Ángela Macias Olvera

Lo que ellos quieren: ¿Una mujer puede cortejar a un hombre?

Por Ángela Macias Olvera

DISEÑADORA DE ESTILO

En México y Latinoamérica no está completamente normalizado, culturalmente, que una mujer tome la batuta al momento de elegir a su “chico ideal”. Aún existen muchos estigmas y cierto conservadurismo en nuestra cultura. ¿Una mujer puede cortejar a un hombre? Para entender esto se analizaron diferentes experiencias de citas entre mujeres y hombres.

Cuando ella da todo

Él inicia todo de la forma normal, tradicional. Pero después, ella cambia la dinámica: invita, propone, paga y cuida. Para ella lo importante es la conexión.

¿El resultado? Ella dio mucho… pero no sintió reciprocidad, ni esa sensación de sentirse especial. Y cuando ella dejó de estar disponible, él reaccionó. Chicos, valoren cuando nos tienen.

Conexión intermitente

En esta experiencia hubo química, conexión en un primer instante. Pero después él aparecía cuando ella desaparecía y cuando ella estaba, él se alejaba. No funcionó, pero no por su iniciativa, sino por la dinámica tóxica. No todo depende de quién da el primer paso.

La mujer directa

Este caso, una mujer decidió invitar al chico que le encantaba. Desde la primera cita fue clara al mencionar que le gustaba, al igual que los hombres tienen iniciativa con la que les gusta. Tuvo éxito, pero en la segunda cita él responde: “estoy ocupado”.

Así ella experimenta lo que muchos hombres sienten ante el rechazo. Esta negativa genera insistencia, pero la realidad es que cuando alguien quiere, encuentra el tiempo. Así que ahí viene la cruda verdad, tal vez a él no le gustas tanto o no le gustas en efecto. Así que chica, date cuenta.
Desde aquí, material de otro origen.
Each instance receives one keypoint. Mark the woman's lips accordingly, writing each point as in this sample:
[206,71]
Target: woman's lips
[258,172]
La iniciativa malinterpretada

Cuando una mujer es directa, algunos hombres lo leen mal: piensan que busca algo casual. No porque sea cierto, sino porque no están acostumbrados. Y aquí está el choque cultural, pues lo más común sigue siendo que el hombre se acerca, conquista y busca.

El reto 

La mujer sí puede dar el primer paso. Puede invitar, besar, declararse, elegir. Y sí, muchas relaciones empiezan así. Pero algo interesante sucede después; aunque ella inicia, muchas veces la relación vuelve a una dinámica donde él retoma el rol tradicional ¿Biológico o cultural?, probablemente los dos.
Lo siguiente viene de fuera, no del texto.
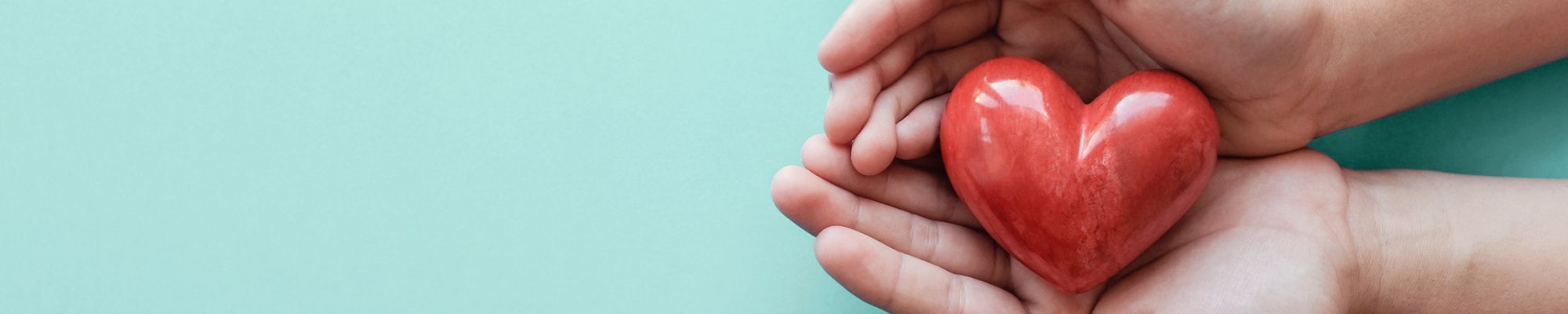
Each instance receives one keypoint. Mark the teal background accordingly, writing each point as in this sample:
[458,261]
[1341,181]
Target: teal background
[586,156]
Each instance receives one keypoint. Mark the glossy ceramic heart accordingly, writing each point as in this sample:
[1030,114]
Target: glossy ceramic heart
[1072,191]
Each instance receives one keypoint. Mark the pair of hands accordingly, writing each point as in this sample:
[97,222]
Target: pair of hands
[1269,235]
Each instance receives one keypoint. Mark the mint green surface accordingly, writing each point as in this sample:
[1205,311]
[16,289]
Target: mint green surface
[474,156]
[1517,126]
Retos de tomar la iniciativa: el rechazo

El rechazo es parte del proceso. El “no” ya lo tienes; vale más la pena ir por el “sí”. Además, no está mal visto. Si le gustas a un hombre, lo tomará como algo lindo y emocionante. De hecho, muchos hombres buscan exactamente eso: una mujer segura, clara, directa y cariñosa. Para ambos, la clave está en la reciprocidad. Ahí se construye el valor de una relación. Al hombre le nace ser conquistador, pero también le gusta sentirse cuidado, sentirse en paz dentro de una relación. Chicas, eso implica menos celos y menos drama. ¿Tarea difícil? Tal vez.

Hay relaciones duraderas que empezaron porque ella dio el primer beso o invitó a salir. Así que, chica, atrévete a ir por ese chico. Pide lo que quieres. ¿Qué estás esperando? Si ellos no lo hacen… ¿quién dijo que no podemos hacerlo nosotras?